From within the church the picture is less obvious but even more dangerous. The list of false teachers is long and growing longer. From popular bloggerettes like Rachel Held Evans to the various "progressive" voices who seem to be in a race with one another to see how many central doctrines of the faith they can deny, the church is riddled with wolves. The silent Goliath of biblical illiteracy is damaging enough but an even more pernicious cancer is growing daily of biblical indifference. People no longer seem to care at all what the Bible teaches. The preserved revelation of God's Son just doesn't matter, not when compared to the cultural idol of "God". If I had a nickel for every person that denigrated the importance of the Bible while talking about how important Jesus is, I would be a wealthy man. Or at least would have enough money to but a couple cups of fancy Starbucks "coffee". There is no greater threat to the future of the church than a church that is willfully ignorant of the Scriptures.

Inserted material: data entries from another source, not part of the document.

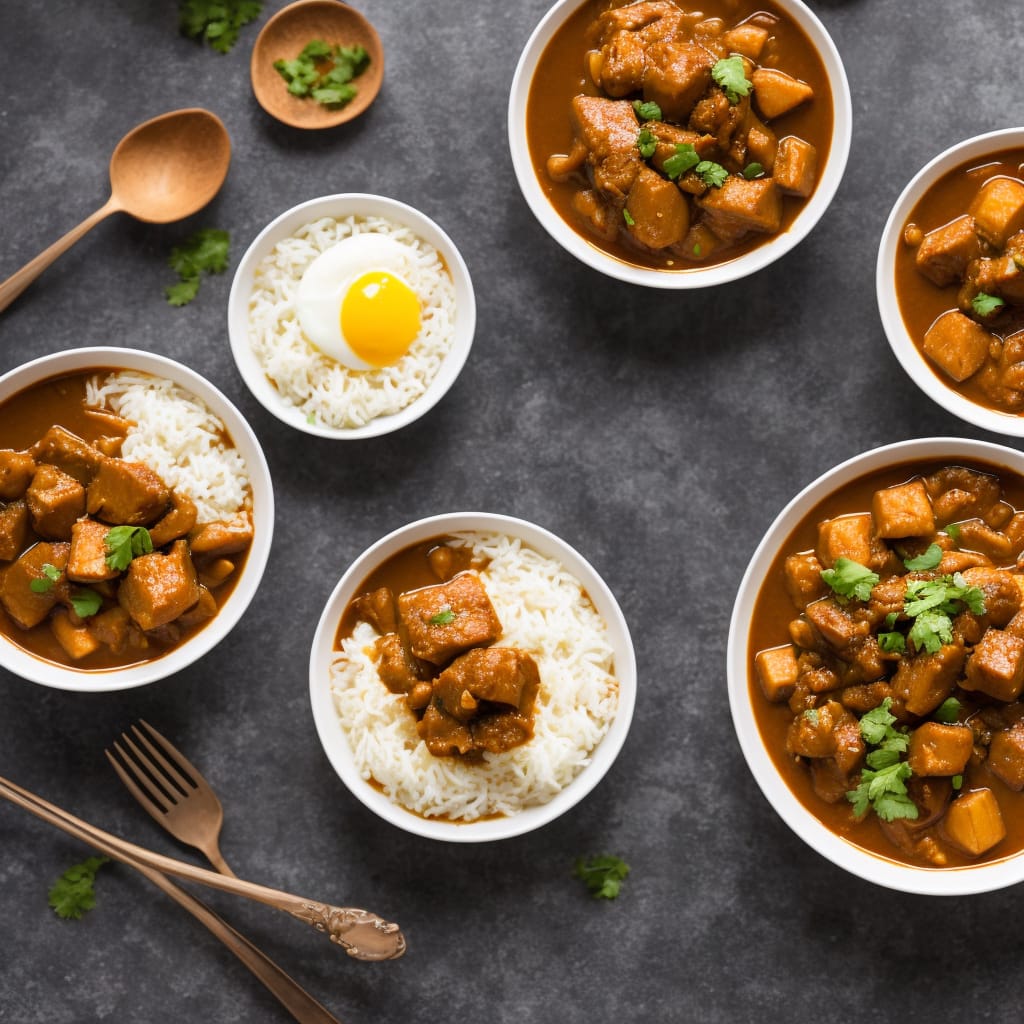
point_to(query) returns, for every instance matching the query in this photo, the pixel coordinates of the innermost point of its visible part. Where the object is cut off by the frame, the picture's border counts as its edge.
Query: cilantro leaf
(602, 875)
(125, 543)
(928, 560)
(73, 893)
(684, 159)
(984, 304)
(730, 74)
(647, 110)
(849, 579)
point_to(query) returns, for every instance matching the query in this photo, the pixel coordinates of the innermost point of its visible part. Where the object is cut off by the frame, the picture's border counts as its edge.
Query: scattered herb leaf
(647, 110)
(216, 22)
(44, 584)
(207, 251)
(124, 544)
(73, 893)
(925, 561)
(849, 579)
(984, 304)
(730, 74)
(602, 875)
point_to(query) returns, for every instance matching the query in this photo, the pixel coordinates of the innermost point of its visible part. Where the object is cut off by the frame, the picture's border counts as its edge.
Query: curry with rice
(887, 664)
(673, 137)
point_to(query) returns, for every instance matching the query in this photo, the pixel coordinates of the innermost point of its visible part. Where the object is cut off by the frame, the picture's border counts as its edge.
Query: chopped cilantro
(730, 74)
(849, 579)
(646, 142)
(44, 584)
(647, 110)
(73, 893)
(125, 543)
(984, 304)
(216, 22)
(603, 875)
(928, 560)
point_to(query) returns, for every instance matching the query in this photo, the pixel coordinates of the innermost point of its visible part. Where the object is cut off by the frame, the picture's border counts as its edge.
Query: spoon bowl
(164, 169)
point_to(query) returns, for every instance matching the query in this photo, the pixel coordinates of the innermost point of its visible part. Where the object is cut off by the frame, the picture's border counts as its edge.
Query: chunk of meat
(87, 562)
(16, 470)
(158, 588)
(26, 606)
(498, 675)
(445, 620)
(127, 494)
(55, 501)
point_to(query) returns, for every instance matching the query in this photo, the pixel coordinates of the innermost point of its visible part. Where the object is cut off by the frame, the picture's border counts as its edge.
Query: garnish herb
(602, 875)
(124, 544)
(984, 304)
(928, 560)
(730, 74)
(324, 72)
(883, 782)
(73, 893)
(205, 251)
(647, 143)
(45, 583)
(849, 579)
(931, 603)
(647, 110)
(443, 617)
(216, 22)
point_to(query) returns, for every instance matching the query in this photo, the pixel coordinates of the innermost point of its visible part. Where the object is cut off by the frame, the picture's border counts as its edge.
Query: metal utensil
(361, 934)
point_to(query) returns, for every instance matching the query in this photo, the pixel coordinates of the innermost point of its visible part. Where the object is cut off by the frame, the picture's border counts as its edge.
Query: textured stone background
(658, 433)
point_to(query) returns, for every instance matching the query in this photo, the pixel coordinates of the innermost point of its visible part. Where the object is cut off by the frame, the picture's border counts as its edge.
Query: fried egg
(354, 302)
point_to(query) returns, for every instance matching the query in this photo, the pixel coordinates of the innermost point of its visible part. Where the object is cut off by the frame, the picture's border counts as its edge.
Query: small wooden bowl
(285, 36)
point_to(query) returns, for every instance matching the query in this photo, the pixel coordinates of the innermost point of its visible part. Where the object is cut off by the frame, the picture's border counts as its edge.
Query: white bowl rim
(918, 368)
(871, 867)
(343, 205)
(720, 273)
(36, 670)
(335, 743)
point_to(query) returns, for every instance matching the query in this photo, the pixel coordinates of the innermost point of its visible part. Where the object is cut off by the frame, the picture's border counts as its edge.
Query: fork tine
(152, 805)
(172, 752)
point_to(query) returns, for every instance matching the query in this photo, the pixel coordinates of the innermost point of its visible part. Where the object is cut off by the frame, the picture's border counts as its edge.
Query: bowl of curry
(876, 666)
(136, 513)
(950, 280)
(673, 145)
(471, 678)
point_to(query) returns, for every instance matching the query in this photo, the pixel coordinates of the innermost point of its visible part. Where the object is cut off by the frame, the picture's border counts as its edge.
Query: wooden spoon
(284, 38)
(162, 170)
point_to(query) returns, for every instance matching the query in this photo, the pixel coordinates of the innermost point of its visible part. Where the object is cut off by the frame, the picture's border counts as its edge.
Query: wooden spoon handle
(361, 934)
(20, 280)
(288, 991)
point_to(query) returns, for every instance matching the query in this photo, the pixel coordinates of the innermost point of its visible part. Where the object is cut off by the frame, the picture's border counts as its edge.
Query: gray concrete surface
(658, 433)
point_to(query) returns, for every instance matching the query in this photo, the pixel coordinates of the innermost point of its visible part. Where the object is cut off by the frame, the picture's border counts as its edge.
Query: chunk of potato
(974, 822)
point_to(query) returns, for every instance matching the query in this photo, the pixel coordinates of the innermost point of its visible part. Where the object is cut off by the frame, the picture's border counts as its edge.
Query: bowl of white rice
(553, 605)
(294, 379)
(184, 429)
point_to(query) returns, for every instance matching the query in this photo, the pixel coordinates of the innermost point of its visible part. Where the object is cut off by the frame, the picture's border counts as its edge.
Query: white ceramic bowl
(720, 273)
(891, 873)
(931, 380)
(345, 205)
(336, 744)
(48, 674)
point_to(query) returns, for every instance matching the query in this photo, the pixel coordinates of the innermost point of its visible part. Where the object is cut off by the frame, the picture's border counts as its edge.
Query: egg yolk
(380, 317)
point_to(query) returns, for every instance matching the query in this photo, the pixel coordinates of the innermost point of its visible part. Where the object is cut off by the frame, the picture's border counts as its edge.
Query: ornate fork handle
(361, 934)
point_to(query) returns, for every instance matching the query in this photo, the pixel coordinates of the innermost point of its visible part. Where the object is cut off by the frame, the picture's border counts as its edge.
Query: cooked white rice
(544, 611)
(328, 393)
(177, 436)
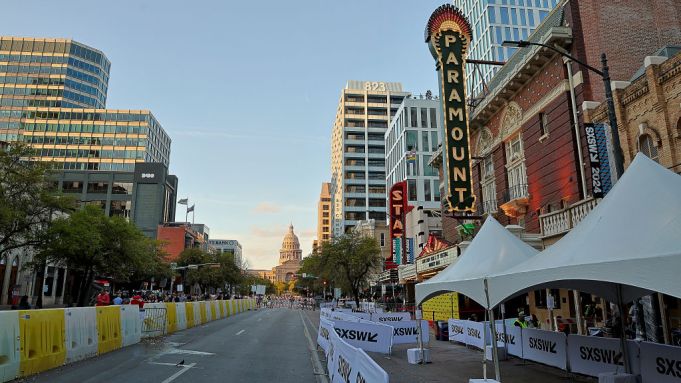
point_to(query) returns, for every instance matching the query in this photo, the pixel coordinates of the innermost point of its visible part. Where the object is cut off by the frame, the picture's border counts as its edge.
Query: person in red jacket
(103, 298)
(137, 300)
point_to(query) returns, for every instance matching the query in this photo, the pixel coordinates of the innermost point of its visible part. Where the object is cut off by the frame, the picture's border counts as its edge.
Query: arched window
(647, 147)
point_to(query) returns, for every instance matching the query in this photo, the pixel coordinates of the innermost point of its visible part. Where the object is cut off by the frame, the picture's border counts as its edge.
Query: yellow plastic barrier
(189, 310)
(202, 312)
(109, 329)
(42, 340)
(171, 317)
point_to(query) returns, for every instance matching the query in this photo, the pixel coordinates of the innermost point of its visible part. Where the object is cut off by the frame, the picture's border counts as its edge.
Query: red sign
(398, 211)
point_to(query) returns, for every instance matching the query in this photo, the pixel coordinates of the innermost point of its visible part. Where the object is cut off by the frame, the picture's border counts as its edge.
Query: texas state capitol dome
(290, 256)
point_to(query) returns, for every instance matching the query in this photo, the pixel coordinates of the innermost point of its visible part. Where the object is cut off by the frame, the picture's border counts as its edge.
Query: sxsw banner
(388, 318)
(547, 347)
(368, 336)
(405, 332)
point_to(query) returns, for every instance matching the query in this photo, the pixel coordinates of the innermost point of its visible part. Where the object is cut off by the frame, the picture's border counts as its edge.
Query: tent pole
(623, 342)
(493, 329)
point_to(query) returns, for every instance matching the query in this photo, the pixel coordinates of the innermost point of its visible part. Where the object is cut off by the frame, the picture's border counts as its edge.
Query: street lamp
(604, 72)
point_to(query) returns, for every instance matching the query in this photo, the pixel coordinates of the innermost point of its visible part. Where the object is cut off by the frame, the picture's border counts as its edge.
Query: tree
(94, 244)
(348, 260)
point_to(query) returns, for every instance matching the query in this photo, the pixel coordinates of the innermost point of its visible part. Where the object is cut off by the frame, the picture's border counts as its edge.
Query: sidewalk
(455, 363)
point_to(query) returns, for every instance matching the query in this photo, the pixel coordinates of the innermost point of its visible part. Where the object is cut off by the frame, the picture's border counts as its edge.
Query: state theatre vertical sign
(448, 35)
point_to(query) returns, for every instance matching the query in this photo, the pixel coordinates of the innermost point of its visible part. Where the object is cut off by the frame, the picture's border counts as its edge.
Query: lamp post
(604, 72)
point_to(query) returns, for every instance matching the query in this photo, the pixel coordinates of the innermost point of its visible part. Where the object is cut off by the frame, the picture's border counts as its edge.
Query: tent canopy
(632, 240)
(494, 249)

With sexual deviancy without any boundaries on the rise and honest questions forbidden, abortion showing no signs of ever being eradicated from the land, religious institutions seeing the first shots across their collective bows, it can seem pretty hopeless. It is understandable that a lot of religious people are already engaged in a sort of cultural retreat, hoping to ride out this mania with the Gospel intact in our cloistered communities hoping to rise from the ashes after the inevitable collapse of civilization.

All is not lost or even discouraging. It is easy to get caught up in the "big events" and miss the simple stuff going on all around us. Millions of Christians are helping with food pantries, crisis pregnancy centers, ministries to the homeless, fighting the national disgrace of abortion. Tens of thousands of missionaries are taking the Gospel to lands around the world and many evangelists are sharing the Gospel here in America. People are still getting saved every hour of every day and that is good news.

The reason things seem so bleak for the church is that we generally don't understand what the church really is. We are still confusing the institution and liturgy and religious calendar and "sacraments" for the actual church which is none of those things. 2016 has all the signs of being even crazier in terms of cultural collapse. The church as an institution is going to be under assault like never before, whether that applies to dying local churches or Christian charities or religious colleges. The voices of schism and heresy will be louder than ever and more and more people will fall under their sway and abandon the Biblical Gospel. But if we focus on the church doing what the church is called to be doing, then the power of the Kingdom will shine forth in he darkness. The Word of God will take hold in the hearts of the regenerate. People will see the church loving our neighbors and yes loving our enemies. 

The more we look at the church as a religious institution, an event, a ritual, the more under assault and dying it will seem. The more we look at the church as the Bible describes it, the less grim things will appear. It should be obvious where our effort, time and treasure should be focused. Will 2016 be the year that we finally shed the trappings of religion? Here at the end of 2015 I am optimistic. The promise of the Gospel will never be denied, we just need to learn to live as though we believe that.